What I'd do is to implement support of symlinks in archives, but with checks that symlinks aren't pointing outside of the working directory.

nebhale commented 3 weeks ago

@Zebradil exactly the problem (it's the symlinks inside the archive). The one point I'd make is that I'd recommend hewing close to how tar handles this, which for better or worse, doesn't police that the symlinks all point to files within the archive itself. I'm completely sympathetic to your desire and the security implications around this, but I think most users will expect POSIX-tar-compatible behavior.

joaopapereira commented 3 weeks ago

Sorry, I completely misread what you said. I do share @Zebradil concerns about symlinks to outside folders. Trying to remember where we made a similar change and we did in fact fail if you tried to unpack a tar that pointed to an outside folder. I'm not sure if it was in vendir or somewhere in kapp-controller. Also, understand what you mean by we should expect the same behavior as in POSIX tar. Personally, I would be more comfortable if we did ensure that we only use "internal" links and not extract "external" links but not error out. Suppose this is something that people really want maybe we can add a flag that will remove this restriction.

nebhale commented 3 weeks ago

My opinions are very weak since my current problem is solved by your more conservative case.
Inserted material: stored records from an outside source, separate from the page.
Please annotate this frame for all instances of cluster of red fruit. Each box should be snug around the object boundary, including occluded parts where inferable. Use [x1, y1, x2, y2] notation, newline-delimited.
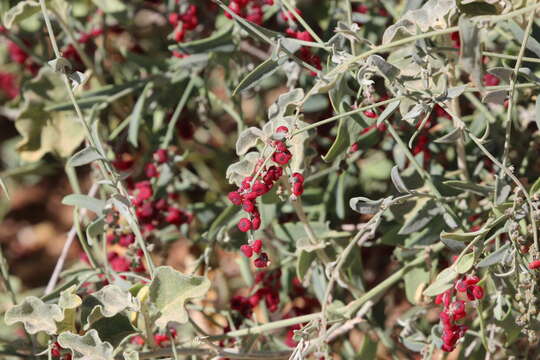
[169, 5, 199, 42]
[225, 0, 274, 25]
[130, 328, 178, 347]
[240, 239, 269, 268]
[227, 126, 304, 232]
[435, 276, 484, 352]
[51, 341, 72, 360]
[130, 149, 193, 233]
[0, 71, 19, 101]
[231, 269, 281, 318]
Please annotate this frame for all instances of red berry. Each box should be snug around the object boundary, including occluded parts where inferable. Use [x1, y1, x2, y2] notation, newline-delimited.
[251, 216, 261, 230]
[242, 200, 255, 213]
[240, 244, 253, 258]
[291, 172, 304, 183]
[238, 218, 251, 232]
[154, 149, 169, 164]
[292, 183, 304, 196]
[251, 239, 262, 254]
[272, 151, 292, 165]
[253, 253, 268, 269]
[252, 181, 268, 196]
[364, 110, 378, 119]
[473, 286, 484, 300]
[145, 163, 159, 178]
[227, 191, 242, 205]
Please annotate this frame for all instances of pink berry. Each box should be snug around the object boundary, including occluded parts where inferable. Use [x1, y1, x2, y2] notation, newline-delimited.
[240, 244, 253, 258]
[154, 149, 169, 164]
[251, 216, 261, 230]
[253, 253, 268, 269]
[227, 191, 242, 205]
[251, 239, 262, 254]
[238, 218, 251, 232]
[473, 286, 484, 300]
[364, 110, 378, 119]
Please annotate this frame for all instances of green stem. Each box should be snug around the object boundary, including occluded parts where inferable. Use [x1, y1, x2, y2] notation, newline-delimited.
[281, 0, 325, 47]
[500, 11, 534, 175]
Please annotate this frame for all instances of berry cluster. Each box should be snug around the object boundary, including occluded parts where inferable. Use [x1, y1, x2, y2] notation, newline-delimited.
[240, 239, 270, 268]
[225, 0, 274, 25]
[435, 276, 484, 352]
[227, 126, 304, 232]
[0, 71, 19, 100]
[169, 5, 199, 43]
[96, 149, 193, 273]
[231, 269, 281, 318]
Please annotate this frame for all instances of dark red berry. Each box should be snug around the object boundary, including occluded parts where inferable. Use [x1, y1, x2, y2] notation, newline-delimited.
[238, 218, 251, 232]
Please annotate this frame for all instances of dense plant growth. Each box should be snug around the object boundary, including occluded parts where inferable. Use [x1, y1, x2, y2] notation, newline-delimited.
[0, 0, 540, 360]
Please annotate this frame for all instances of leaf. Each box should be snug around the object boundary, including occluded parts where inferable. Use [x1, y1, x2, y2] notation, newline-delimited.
[482, 90, 508, 105]
[58, 329, 114, 360]
[236, 127, 264, 155]
[529, 177, 540, 195]
[86, 216, 105, 245]
[62, 194, 106, 215]
[441, 237, 465, 252]
[457, 0, 499, 16]
[435, 128, 463, 144]
[443, 180, 494, 196]
[506, 20, 540, 57]
[225, 151, 260, 187]
[476, 243, 510, 268]
[58, 285, 82, 309]
[377, 100, 401, 126]
[67, 146, 103, 167]
[382, 0, 456, 45]
[398, 199, 444, 235]
[458, 15, 484, 90]
[322, 118, 362, 162]
[455, 252, 474, 274]
[441, 227, 489, 241]
[4, 296, 64, 335]
[355, 334, 379, 360]
[296, 250, 317, 281]
[85, 285, 139, 320]
[366, 55, 400, 81]
[265, 88, 304, 121]
[534, 95, 540, 134]
[403, 264, 429, 304]
[15, 102, 84, 162]
[4, 0, 41, 29]
[349, 196, 385, 214]
[424, 267, 458, 296]
[402, 103, 425, 124]
[390, 166, 409, 194]
[92, 0, 126, 14]
[128, 82, 153, 147]
[169, 22, 234, 55]
[92, 314, 137, 347]
[149, 266, 210, 329]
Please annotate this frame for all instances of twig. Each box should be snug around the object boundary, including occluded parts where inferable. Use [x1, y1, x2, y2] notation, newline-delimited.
[45, 183, 99, 295]
[500, 11, 535, 169]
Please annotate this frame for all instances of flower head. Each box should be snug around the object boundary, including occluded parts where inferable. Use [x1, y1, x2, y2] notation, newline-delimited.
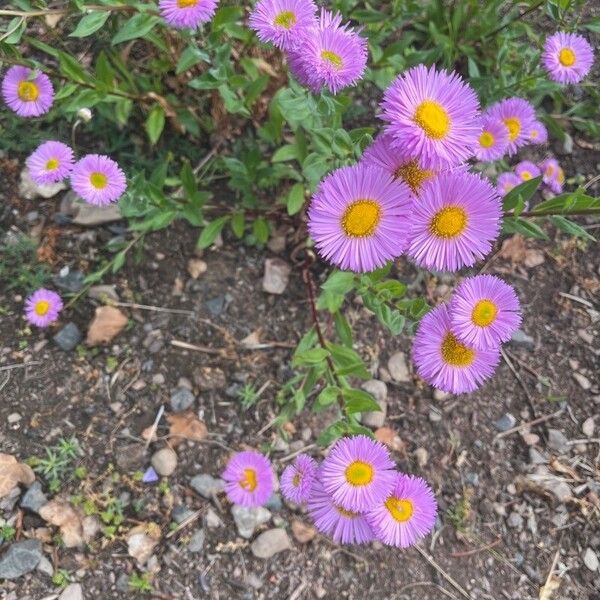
[320, 435, 396, 512]
[308, 163, 413, 272]
[158, 0, 219, 29]
[407, 171, 502, 271]
[475, 115, 508, 162]
[487, 96, 536, 156]
[307, 480, 373, 544]
[2, 66, 54, 117]
[27, 141, 73, 185]
[542, 31, 594, 84]
[381, 65, 481, 168]
[361, 133, 437, 194]
[413, 304, 500, 394]
[496, 172, 522, 197]
[250, 0, 317, 50]
[25, 288, 63, 327]
[222, 450, 274, 506]
[71, 154, 127, 206]
[366, 473, 437, 548]
[281, 454, 319, 503]
[448, 275, 521, 350]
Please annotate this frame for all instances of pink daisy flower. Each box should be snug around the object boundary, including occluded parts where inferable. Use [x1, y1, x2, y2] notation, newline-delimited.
[307, 480, 373, 544]
[308, 163, 413, 273]
[542, 31, 594, 84]
[250, 0, 317, 50]
[158, 0, 219, 29]
[71, 154, 127, 206]
[361, 133, 437, 195]
[222, 450, 274, 506]
[515, 160, 542, 183]
[2, 66, 54, 117]
[366, 473, 437, 548]
[475, 114, 508, 162]
[487, 96, 536, 156]
[381, 65, 481, 168]
[25, 288, 63, 327]
[448, 275, 521, 350]
[27, 141, 73, 185]
[319, 435, 396, 512]
[281, 454, 318, 504]
[407, 171, 502, 271]
[413, 304, 500, 394]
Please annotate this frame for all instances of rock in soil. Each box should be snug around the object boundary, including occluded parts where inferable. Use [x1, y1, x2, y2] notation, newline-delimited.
[231, 504, 271, 540]
[0, 540, 42, 579]
[250, 528, 292, 558]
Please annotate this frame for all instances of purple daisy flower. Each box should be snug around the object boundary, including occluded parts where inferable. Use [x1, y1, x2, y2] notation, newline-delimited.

joaopapereira commented 2 weeks ago

Cool, So let us implement some guardrails here for now and we will see in the future if someone need the extra feature. For this story the acceptance criteria would be something like:

Given I have the following vendir configuration

apiVersion: vendir.k14s.io/v1alpha1
kind: Config
directories:
- path: vendor
  contents:
  - path: .
    githubRelease:
      slug: ollama/ollama
      latest: true
      disableAutoChecksumValidation: true
      assetNames:
      - ollama-linux-amd64.tgz
      unpackArchive:
        path: ollama-linux-amd64.tgz

When I execute vendir sync Then the release will get downloaded and extracted to disk

Given I have a github release that contains a tar archive And that archive contains a symlink to an outside folder of the archive When I execute vendir sync Then the release will get downloaded and extracted to disk And the symlink is not extracted And I see the message Symlink <name of symlink> was not extracted because it was linking to the outside of the archive <path pointing to>

I will mark this issue as accepted and ready to be implemented. @nebhale how much would you say this is currently impacting you? I'm trying to understand how high this should be in the priority queue.

Also open to review PR if anyone in the community is interested in fixing this issue.

nebhale commented 2 weeks ago

I have a work around so not highest priority, but we'd like to see it in the next couple of months.